Nature is not natural and can never be naturalized — Graham Harman

Thursday, September 8, 2016

Sorry Donna, It's Not the Cthulhucene

Cthulhu is a being that doesn’t link shit in its tentacles. Cthulhu means shit doesn’t matter at all.

I'm sticking with Anthropocene.

What's interesting is the disturbance people feel with this word, such that they want to change it to fit their concept.

I like being irritating.

***

PS: Donna Haraway is a mutual friend of me and Cary Wolfe.

10 comments:

EM said...

I thought that was the point of philosophy. To feel 'disturbance' at an idea and allow that disturbance to fuel thought. I don't see how she had been so leaden as to reject something because it doesn't fit her concept. She has generated concepts to house her disturbance.

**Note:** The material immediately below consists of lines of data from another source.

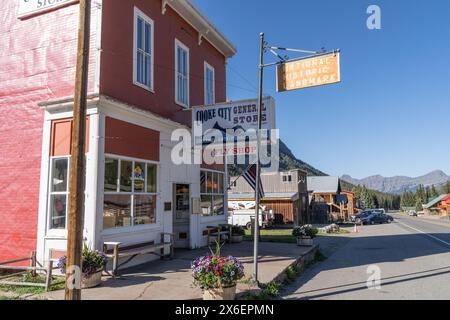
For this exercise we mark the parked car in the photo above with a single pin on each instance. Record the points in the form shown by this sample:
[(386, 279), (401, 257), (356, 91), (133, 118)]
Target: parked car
[(412, 213), (243, 217), (360, 215), (376, 218)]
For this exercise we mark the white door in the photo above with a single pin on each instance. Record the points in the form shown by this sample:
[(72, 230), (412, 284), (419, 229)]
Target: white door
[(181, 215)]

kale kale dinosaur said...

I believe Donna's actual word of choice is "Chthulucene", which as I understand is rooted in Greek "khthon" meaning "earth"
not so much the fantastic tentacles of Cthulu, but more Standard Garden Variety Tentacles (Octopodesocene/Cuttlefishocene/Squidocene?)

Unknown said...

Exactly - I also like being irritating, but not less so I like being irritated! "Anthropocene" is not without problems - which is irritating. But that may also be the beauty of it.

cgerrish said...

Everybody's trying to make the 'cene'

D. E.M. said...

Yes, I got that Cthulhu idea -- & I'm stickies with Anthropocene too

Timothy Morton said...

Then she should have said Cthonocene--which is also incorrect.

Timothy Morton said...

And in any case, cthonos is spelt with a kappa.

Unknown said...

Heh. I concur. I mean, if we must have a -cene term for "multispecies assemblages that include people," can we not do better than Cthulu (+/- 'h')? Perhaps ailurocene (following your "cats happen"). Psilocybicene? :)

On the subject, thanks for the link to the Zalasiewicz interview a few posts ago!

Enaie Maire Azambuja said...

I recently finished Haraway's article "Anthropocene, Capitalocene, Plantationocene,
Chthulucene: Making Kin", and I must admit I found her suggestion of the term Plantationocene very similar to your critique of agrilogistics. Now, while the first part of her slogan "make kin" is agreeable, I cannot help but find that "not babies" is evidently oppressive. After all, it could be argued that she is writing within - and maybe for - a highly privileged academic community, within a privileged Western background... Anyway, I think the problem is not overpopulation itself but people living in ways that cannot be sustained for much longer... What do you make of it?

Matt said...

"Anthropocene, Capitalocene, Chthuluncene, these stories always threaten to become too big, and as soon as they become too big, they act like they take over everything. And if you are going to change the story, you can't do that." Donna Haraway.